The stone giant was not making the noise, either. He lay propped on his elbows, watching the stumps of his legs pour blood into a smoking crater. His gray skin had turned white, and he held his jaw clenched against the pain, but his black eyes seemed more interested in the process of dying than fearful of it.
The moaning ended in a single cry of despair, and Tavis looked toward the bluff to see Odion’s grief-stricken face peering down at his mentor. “My father!”
Gavorial looked up, then motioned to Odion. “Come, my son. The time has come for us to say our farewells.”
Dragging his injured leg behind him, Odion clambered over the bluff and slipped down to sit at his father’s side. “You have not left me yet” The giant pulled off his tunic and began to rip it into tourniquet strips. “I can drag you back to Stonehome.”
Gavorial laid a hand on his son’s arm. “How can I continue to walk the warrior’s path without legs?” The stone giant began to shiver, and his voice grew weak. “Let me depart proudly the life I have chosen.”
Odion’s big shoulders fell into a slump.
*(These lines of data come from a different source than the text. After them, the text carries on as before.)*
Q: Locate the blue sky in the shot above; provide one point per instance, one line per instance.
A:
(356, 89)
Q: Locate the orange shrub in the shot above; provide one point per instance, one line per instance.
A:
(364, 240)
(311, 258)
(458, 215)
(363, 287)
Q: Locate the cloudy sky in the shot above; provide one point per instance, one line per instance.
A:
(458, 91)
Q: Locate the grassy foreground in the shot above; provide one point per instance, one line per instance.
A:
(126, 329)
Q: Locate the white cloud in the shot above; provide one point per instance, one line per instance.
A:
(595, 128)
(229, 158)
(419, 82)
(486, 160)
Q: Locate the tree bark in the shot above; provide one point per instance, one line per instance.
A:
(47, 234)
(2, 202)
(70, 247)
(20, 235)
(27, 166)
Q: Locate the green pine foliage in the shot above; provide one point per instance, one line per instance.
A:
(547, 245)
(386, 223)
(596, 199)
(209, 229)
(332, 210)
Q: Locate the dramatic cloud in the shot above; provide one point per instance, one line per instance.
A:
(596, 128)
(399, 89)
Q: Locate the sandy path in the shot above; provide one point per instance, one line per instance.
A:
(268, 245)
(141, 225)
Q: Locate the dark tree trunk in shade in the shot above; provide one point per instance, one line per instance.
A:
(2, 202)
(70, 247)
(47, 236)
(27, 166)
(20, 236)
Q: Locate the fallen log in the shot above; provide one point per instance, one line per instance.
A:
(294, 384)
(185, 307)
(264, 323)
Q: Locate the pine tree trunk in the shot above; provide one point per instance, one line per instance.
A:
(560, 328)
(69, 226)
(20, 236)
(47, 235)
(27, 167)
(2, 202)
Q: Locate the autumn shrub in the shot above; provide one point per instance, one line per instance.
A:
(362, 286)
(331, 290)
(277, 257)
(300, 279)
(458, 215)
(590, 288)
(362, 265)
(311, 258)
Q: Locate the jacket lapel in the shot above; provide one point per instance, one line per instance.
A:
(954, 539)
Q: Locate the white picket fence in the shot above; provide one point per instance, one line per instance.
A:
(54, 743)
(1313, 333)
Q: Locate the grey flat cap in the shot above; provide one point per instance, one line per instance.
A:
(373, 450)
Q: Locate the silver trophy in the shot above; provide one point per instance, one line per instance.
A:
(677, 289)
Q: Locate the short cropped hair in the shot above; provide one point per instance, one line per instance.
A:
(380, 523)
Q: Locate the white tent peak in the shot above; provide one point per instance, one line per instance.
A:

He slipped an arm around Gavorial’s neck and cradled his father’s head in the crook of his elbow. “It shall be written that you died with pride and grace, my father.”
Gavorial managed a weak smile. “Let it also be written that I was felled by the dauntless firbolg Tavis Burdun,” he said. “And that we both fought well, in causes as legitimate as they are ancient”
Odion nodded. “I shall inscribe the record myself.”
Tavis rose and started forward to say his own farewells, but before he had taken three steps, a deep groan slipped from Gavorial’s mouth. The giant’s black eyes went gray and vacant, and the purple shadow of death crept down his face.
Odion let Gavorial’s head slip from his lap, then stood and looked to the eastern horizon. “I shall see you in Twilight, my father.”
The stone giant turned and limped away, leaving Gavorial’s body behind as though it were no longer of consequence.
The shepherd boy clambered down the bluff and ran to Tavis, panting heavily from his long sprint. “You won!”
The scout shook his head. “I prevailed,” he corrected. “Gavorial was not evil, and in killing him I also lost.”
The youth shrugged. “You survived. I’m glad of that”
Tavis nodded. “We can be thankful for that.” He looked down at the youth. “What is your name?”
“Eamon Drake at your service.” The youth bowed. “And you would be Tavis Burdun, am I right?”
“You are,” Tavis answered. He looked toward the ledge on Wyvern’s Eyrie, where the boy’s mother and sisters still stood, nervously eyeing the injured giant limping toward them. “Can you get back onto the ledge with your family?”
“They have a rope they can lower.”
“Good.” Tavis pulled one of his regular arrows from his quiver and handed it to the youth. The shaft was only an inch shy of being as tall as the boy. “Take this to Earl Wendel. He’ll recognize it by its length and know you speak in my name. Tell him the giants have trapped Queen Brianna in Cuthbert Castle.”
The boy’s eyes went wide.
“Earl Wendel is to send a rider to summon the Queen’s Guard from Castle Hartwick, and he is also to gather as many warriors from his own fief and those of his neighbors as he can,” Tavis said. “When the Queen’s Guard reaches Wendel Manor, you are to lead the entire army back over this pass. Do you understand?”
Eamon managed to close his gaping mouth, then nodded. “You can trust in me.”
Tavis clapped the boy’s shoulder. “I know I can.”
“Sir, if you don’t mind me asking, what are you going to do?” the youth inquired. “You’ve seen how narrow the canyon is. You’ll never get past all those frost giants.”
“Don’t you worry about that,” Tavis said. He pulled Basil’s runemask from his satchel and turned toward Gavorial’s corpse. “They won’t even try to stop me.”